On that note, the privatization of liquor has led to more liquor-related crimes, particularly with theft. Federal Way supports a proposal by the Washington Association of Sheriffs and Police Chiefs that establish requirements for retailers to report liquor theft along with the quantity of liquor that was stolen.
The goal is to reduce the burden of liquor-related incidents on police and retailers. In the upcoming legislative session, Sen. Eide said she expects a similar proposal from retailers regarding liquor theft.
Copper wire theft
Federal Way reports a loss of $110,000 last year because of copper wire theft.
Despite metal theft legislation in 2007, 2008 and 2012, theft has increased along with prices for scrap metal. The stolen metal is difficult to track, and organized crime rings may be involved.
City officials are pushing for legislation that strengthens enforcement and prevention, whether through tougher penalties or higher license fees for metal recyclers who pay by the pound.
Metal theft victims come from both the public and private sectors. Last August, a large quantity of copper wire was stolen from lighting installations at Celebration Park. Damage was estimated between $15,000 and $30,000. The park was hit by metal thieves three times last summer, with the August theft nearly leading to the cancellation of a soccer tournament.
The problem isn't limited to Federal Way. In May, thieves stole nearly 4.2 miles of copper wire from Sound Transit's Link track in Tukwila.
State Rep. Roger Goodman (D-Kirkland) is expected to propose legislation to create a blacklist of those who sell stolen property.
(Pictured: The 2012 U.S. Olympic Diving Trials, held last summer in Federal Way, generated about $2.3 million for the local economy)
The city is concerned about losing money for tourism promotion. Legislation regarding the use of hotel-motel tax revenues will sunset on June 30.
Federal Way receives about $190,000 annual in hotel-motel tax revenues, the city reports. The money enables the city to support and recruit sports tournaments, festivals and other events that generate tourism dollars. A key example was the 2012 U.S. Olympic Diving Trials, which brought hundreds of visitors and about $2.3 million to the region last summer. Sen. Eide said she is confident that legislators will maintain the provision that allows the current use of hotel-motel tax revenues.

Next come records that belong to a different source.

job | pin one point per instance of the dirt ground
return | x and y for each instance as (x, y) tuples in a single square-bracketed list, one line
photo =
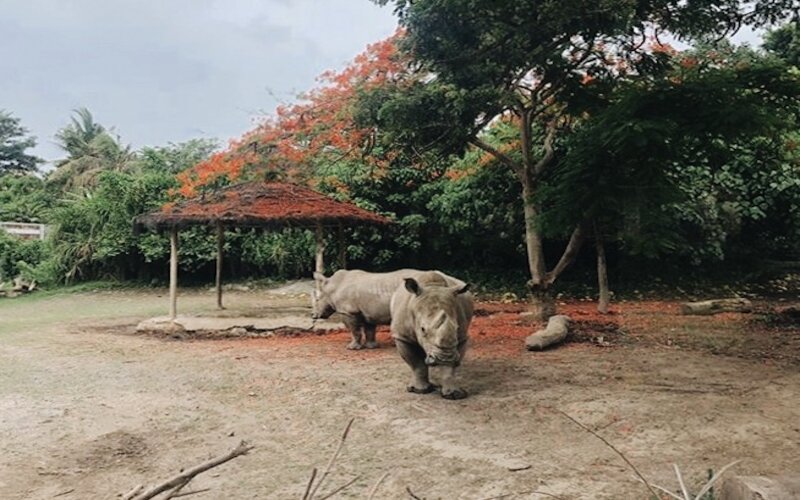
[(89, 408)]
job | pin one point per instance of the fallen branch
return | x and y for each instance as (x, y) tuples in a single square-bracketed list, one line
[(716, 306), (193, 492), (556, 331), (310, 483), (129, 495), (622, 455), (183, 478), (331, 461), (411, 493), (377, 485), (341, 488), (531, 492)]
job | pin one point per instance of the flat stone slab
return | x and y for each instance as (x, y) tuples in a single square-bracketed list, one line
[(761, 488), (235, 324)]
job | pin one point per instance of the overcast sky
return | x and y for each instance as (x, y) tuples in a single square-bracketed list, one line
[(164, 71)]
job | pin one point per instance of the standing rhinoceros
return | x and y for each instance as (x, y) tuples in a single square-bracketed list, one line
[(430, 319), (362, 299)]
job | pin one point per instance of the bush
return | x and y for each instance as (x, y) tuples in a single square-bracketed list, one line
[(18, 256)]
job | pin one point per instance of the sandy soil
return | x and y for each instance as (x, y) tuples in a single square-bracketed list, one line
[(90, 409)]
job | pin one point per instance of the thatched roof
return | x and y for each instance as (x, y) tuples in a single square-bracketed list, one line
[(260, 204)]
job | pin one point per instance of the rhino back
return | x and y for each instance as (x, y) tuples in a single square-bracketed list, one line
[(368, 294)]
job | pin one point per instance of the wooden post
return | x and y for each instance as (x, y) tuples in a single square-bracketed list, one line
[(173, 273), (320, 262), (342, 249), (220, 242)]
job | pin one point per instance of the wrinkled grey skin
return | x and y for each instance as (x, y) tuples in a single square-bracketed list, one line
[(362, 299), (430, 322)]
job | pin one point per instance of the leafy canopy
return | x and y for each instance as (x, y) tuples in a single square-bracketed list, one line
[(14, 142)]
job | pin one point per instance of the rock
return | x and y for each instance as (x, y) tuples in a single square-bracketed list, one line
[(238, 331), (760, 488), (708, 307), (556, 331)]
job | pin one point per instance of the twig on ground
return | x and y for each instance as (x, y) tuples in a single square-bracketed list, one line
[(332, 460), (411, 493), (129, 495), (193, 492), (622, 455), (531, 492), (377, 485), (310, 483), (177, 489), (341, 488), (184, 477)]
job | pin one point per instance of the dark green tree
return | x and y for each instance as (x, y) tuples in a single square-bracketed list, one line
[(14, 142), (91, 150), (784, 42), (540, 66)]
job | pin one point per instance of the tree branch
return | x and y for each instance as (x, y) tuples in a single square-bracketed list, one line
[(184, 477), (516, 167), (548, 150), (574, 245)]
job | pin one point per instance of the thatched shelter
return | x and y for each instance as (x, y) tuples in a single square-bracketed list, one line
[(269, 205)]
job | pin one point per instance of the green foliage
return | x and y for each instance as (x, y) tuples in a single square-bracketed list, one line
[(689, 153), (14, 141), (175, 158), (16, 253), (23, 198), (91, 150), (784, 42)]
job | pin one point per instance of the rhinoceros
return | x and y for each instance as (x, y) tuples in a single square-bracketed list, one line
[(362, 298), (430, 322)]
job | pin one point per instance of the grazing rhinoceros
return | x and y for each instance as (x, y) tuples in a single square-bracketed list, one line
[(362, 299), (430, 319)]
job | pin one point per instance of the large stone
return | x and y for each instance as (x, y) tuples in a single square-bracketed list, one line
[(761, 488)]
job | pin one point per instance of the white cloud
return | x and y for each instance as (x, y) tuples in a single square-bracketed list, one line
[(163, 71)]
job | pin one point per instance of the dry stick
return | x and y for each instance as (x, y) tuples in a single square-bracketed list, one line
[(129, 495), (193, 492), (337, 490), (622, 455), (531, 492), (332, 459), (242, 449), (377, 485), (177, 489), (310, 482), (411, 493)]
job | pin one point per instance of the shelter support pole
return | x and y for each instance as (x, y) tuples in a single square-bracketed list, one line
[(220, 242), (173, 273), (320, 262), (342, 249)]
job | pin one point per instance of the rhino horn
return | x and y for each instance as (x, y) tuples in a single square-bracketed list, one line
[(412, 286)]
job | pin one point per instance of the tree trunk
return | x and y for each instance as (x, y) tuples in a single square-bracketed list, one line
[(602, 273), (319, 262), (542, 301), (173, 273), (220, 246)]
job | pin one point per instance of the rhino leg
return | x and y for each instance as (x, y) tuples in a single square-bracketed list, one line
[(369, 333), (354, 323), (415, 357)]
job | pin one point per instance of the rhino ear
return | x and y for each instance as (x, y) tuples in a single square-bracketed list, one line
[(412, 286)]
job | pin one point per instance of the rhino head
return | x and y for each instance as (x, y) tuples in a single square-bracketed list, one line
[(321, 298), (436, 321)]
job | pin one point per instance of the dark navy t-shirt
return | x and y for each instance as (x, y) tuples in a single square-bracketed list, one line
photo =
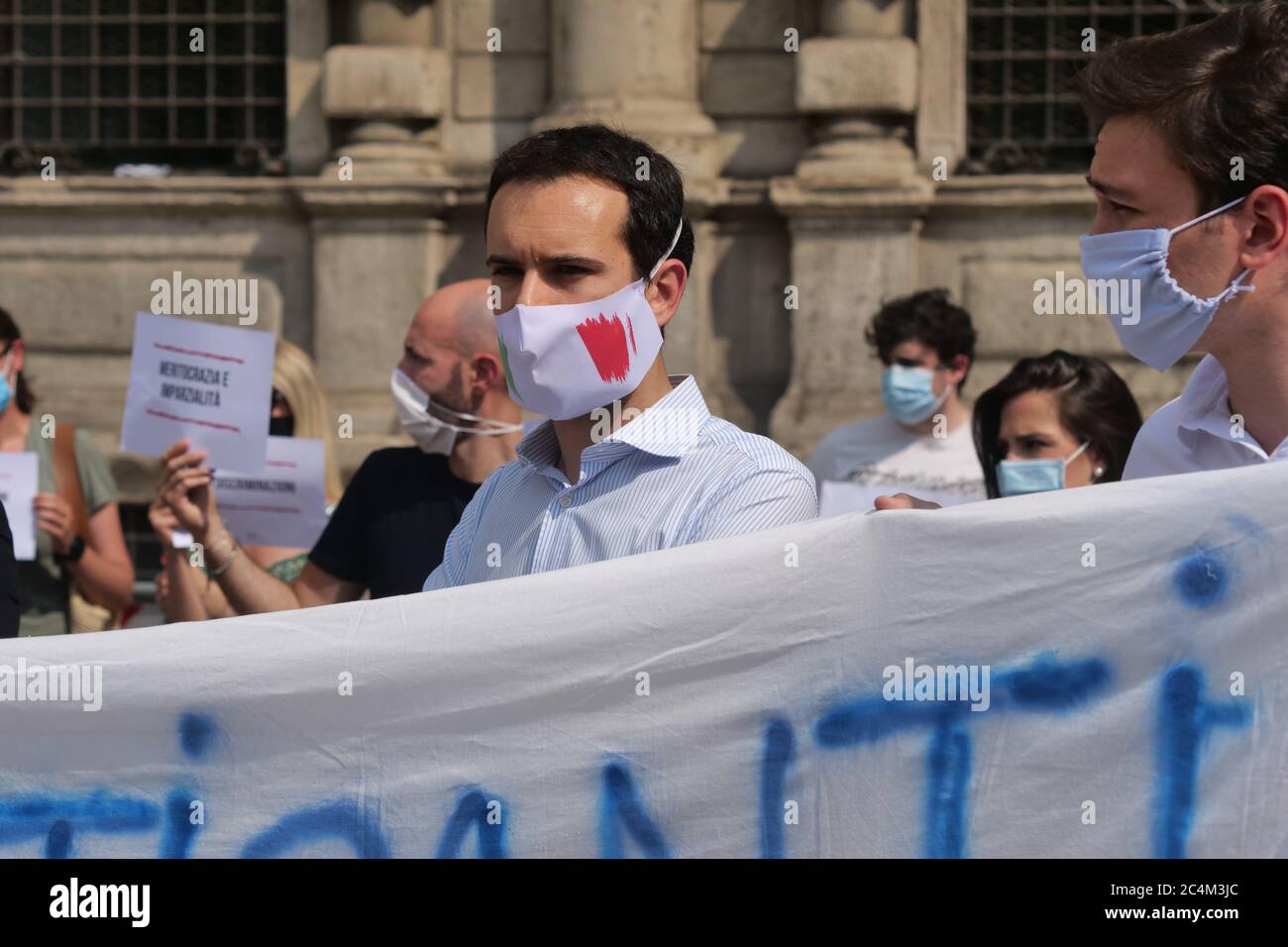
[(390, 526)]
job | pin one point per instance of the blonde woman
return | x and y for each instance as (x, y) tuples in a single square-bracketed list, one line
[(299, 408)]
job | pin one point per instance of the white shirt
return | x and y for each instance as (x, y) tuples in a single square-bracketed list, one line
[(859, 462), (673, 475), (1196, 432)]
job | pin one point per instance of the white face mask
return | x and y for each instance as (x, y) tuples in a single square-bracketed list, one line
[(565, 361), (1168, 320), (432, 434)]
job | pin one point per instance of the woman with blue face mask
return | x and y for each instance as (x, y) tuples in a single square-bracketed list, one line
[(1056, 421)]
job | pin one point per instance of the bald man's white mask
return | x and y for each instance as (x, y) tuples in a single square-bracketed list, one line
[(433, 434), (565, 361)]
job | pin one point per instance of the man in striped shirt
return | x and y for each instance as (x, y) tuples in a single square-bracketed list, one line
[(631, 459)]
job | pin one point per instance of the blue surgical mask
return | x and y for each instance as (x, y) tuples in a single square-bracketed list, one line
[(909, 393), (1167, 321), (1018, 476)]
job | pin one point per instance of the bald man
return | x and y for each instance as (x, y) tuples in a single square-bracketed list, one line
[(389, 530)]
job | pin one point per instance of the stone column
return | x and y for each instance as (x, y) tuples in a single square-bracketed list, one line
[(386, 88), (854, 206), (632, 63)]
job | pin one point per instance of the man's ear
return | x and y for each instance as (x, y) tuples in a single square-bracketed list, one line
[(487, 371), (1269, 236), (666, 290), (957, 368)]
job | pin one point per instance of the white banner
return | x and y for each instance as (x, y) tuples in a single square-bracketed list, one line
[(1117, 655)]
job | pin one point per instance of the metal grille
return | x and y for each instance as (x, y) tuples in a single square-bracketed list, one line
[(98, 82), (1022, 112)]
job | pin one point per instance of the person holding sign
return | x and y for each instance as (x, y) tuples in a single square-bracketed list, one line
[(590, 261), (81, 566), (922, 441), (299, 410), (11, 607), (393, 521)]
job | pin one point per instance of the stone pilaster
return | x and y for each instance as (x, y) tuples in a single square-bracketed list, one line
[(854, 208), (386, 88), (632, 63)]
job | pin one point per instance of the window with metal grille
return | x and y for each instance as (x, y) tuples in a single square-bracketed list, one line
[(101, 82), (1021, 56)]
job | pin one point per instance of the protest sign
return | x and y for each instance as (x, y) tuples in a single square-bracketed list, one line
[(283, 504), (1094, 672), (211, 384), (18, 488)]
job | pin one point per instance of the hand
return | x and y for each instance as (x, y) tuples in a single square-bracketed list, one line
[(903, 501), (184, 487), (163, 522), (54, 515), (162, 587)]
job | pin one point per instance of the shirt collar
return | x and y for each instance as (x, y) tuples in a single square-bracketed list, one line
[(1206, 395), (669, 428)]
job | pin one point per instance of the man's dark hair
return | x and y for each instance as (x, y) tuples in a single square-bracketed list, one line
[(1095, 405), (593, 151), (1216, 90), (926, 317), (9, 333)]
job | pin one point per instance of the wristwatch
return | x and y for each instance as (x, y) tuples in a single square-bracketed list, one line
[(75, 553)]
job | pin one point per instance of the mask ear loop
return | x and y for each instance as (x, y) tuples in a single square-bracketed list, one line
[(668, 254), (1237, 285), (1077, 453), (1205, 217)]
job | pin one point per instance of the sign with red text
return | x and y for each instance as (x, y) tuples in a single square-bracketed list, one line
[(210, 384)]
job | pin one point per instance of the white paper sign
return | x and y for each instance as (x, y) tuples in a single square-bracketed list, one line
[(282, 505), (793, 692), (211, 384), (18, 488), (840, 496)]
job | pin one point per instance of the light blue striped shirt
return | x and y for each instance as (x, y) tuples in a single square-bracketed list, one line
[(673, 475)]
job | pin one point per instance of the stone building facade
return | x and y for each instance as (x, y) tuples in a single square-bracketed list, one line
[(809, 133)]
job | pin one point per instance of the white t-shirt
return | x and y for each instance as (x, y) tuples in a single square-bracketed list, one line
[(1196, 432), (859, 462)]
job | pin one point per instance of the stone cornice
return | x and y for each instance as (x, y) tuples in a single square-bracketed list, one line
[(866, 201), (971, 193), (417, 197)]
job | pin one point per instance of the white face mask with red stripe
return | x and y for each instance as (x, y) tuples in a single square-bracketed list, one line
[(565, 361)]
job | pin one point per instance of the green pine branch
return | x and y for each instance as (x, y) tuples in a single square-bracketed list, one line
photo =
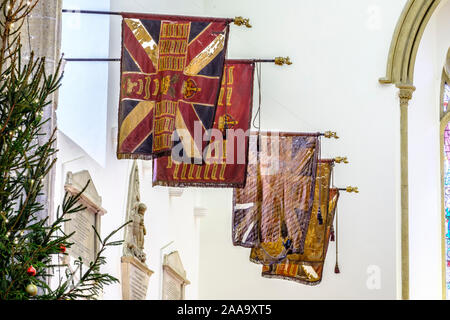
[(27, 154)]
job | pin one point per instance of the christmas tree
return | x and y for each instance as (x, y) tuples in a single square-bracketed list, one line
[(31, 247)]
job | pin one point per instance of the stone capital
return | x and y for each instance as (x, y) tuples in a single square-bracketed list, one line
[(405, 94)]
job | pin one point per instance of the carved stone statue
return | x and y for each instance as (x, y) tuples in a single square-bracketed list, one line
[(138, 226), (135, 231)]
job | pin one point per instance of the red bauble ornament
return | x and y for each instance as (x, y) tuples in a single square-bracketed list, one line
[(31, 271)]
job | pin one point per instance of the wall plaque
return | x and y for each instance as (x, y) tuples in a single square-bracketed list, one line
[(85, 242), (174, 277), (135, 278)]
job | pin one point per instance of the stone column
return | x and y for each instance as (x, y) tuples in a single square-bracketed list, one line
[(405, 94)]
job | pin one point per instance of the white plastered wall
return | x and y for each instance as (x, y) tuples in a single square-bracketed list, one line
[(339, 50), (424, 159)]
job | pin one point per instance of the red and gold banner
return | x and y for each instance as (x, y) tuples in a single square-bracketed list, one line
[(225, 154), (308, 268), (313, 249), (171, 72), (273, 209)]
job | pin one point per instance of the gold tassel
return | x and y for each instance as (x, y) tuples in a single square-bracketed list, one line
[(336, 268)]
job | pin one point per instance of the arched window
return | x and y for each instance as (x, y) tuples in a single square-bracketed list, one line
[(445, 147)]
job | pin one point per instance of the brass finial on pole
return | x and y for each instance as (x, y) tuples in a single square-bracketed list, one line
[(352, 189), (282, 61), (240, 21), (330, 134), (341, 160)]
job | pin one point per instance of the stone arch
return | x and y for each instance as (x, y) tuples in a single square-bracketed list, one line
[(406, 40), (400, 71)]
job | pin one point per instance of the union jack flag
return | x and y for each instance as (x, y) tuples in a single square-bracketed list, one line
[(170, 79)]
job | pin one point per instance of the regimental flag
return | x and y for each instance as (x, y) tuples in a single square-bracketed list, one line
[(273, 209), (170, 78), (314, 241), (225, 160), (306, 269)]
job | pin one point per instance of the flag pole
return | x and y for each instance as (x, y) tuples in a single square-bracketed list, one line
[(239, 21), (278, 60)]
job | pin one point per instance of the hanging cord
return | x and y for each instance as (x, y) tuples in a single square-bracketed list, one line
[(332, 227), (336, 267), (29, 36), (258, 111), (319, 179)]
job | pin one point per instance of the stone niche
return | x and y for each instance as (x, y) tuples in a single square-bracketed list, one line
[(174, 277), (135, 273), (85, 242)]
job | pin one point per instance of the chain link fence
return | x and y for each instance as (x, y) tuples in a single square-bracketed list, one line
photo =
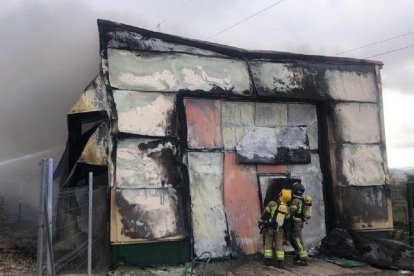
[(73, 230), (400, 212)]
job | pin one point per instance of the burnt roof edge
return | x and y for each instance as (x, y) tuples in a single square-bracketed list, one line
[(105, 26)]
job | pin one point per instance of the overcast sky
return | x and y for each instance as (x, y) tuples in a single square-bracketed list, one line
[(49, 53)]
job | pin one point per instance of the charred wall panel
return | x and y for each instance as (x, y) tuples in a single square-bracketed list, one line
[(364, 208), (122, 39), (362, 165), (270, 114), (288, 80), (94, 98), (203, 123), (95, 151), (151, 114), (349, 84), (311, 178), (259, 145), (147, 163), (143, 215), (206, 190), (304, 115), (237, 118), (242, 205), (144, 71)]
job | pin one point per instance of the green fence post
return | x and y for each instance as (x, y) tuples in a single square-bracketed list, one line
[(410, 201)]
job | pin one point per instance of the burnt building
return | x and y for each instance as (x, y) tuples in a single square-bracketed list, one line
[(192, 138)]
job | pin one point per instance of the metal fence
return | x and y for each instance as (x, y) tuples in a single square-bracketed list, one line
[(400, 210), (76, 230)]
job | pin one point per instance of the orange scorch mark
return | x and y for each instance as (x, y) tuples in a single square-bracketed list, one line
[(242, 205), (203, 122)]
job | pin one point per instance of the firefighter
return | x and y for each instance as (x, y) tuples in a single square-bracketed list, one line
[(300, 211), (270, 223)]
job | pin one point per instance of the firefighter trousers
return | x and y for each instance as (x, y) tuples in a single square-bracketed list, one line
[(273, 238)]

The Lakehaven Utility District is planning a $6 million project to upgrade sewer capacity in Federal Way's downtown business core. The original sewer line was built in the 1970s.
In 2012, the Legislature allocated $2.5 million toward the Lakehaven project. The Legislature must re-affirm a portion of that money this year so that construction can begin. Sen. Eide said the money would remain in the capital budget.
Performing arts center
Federal Way seeks $5 million in the ongoing effort to build a performing arts and conference center (PACC) downtown.
In October, the city picked Seattle-based developer Lorax Partners to create a design for the former Toys R Us site on 20th Avenue South near the Federal Way Transit Center.
The project will cost an estimated $25 million to $30 million. The city reports that it has identified $20 million in "available capital funds and other likely sources of funding from partners and sponsors," and needs $5 million in state money to fund the gap.
City officials say the project will "catalyze redevelopment of the city center" and provide a much-needed cultural venue, which would feature a 550- to 700-seat theater along with space for conferences, seminars and meetings.
Federal Way supports the remaining phases of the Triangle Project, which addresses the interchange between I-5, SR 18 and SR 161.
The first phase of construction was completed in 2012 with the opening of new flyover ramps at I-5 and SR 18, along with a new exit ramp at SR 161.
With an initial price tag of $114 million, the second phase of construction will further address freeway access at South 356th Street, along with congestion relief and improved safety for motorists.
Federal Way also supports transportation investments, such as the Triangle Project and inclusion of I-5/320th Street and I-5/SR 509 improvements in any transportation package, according to the city.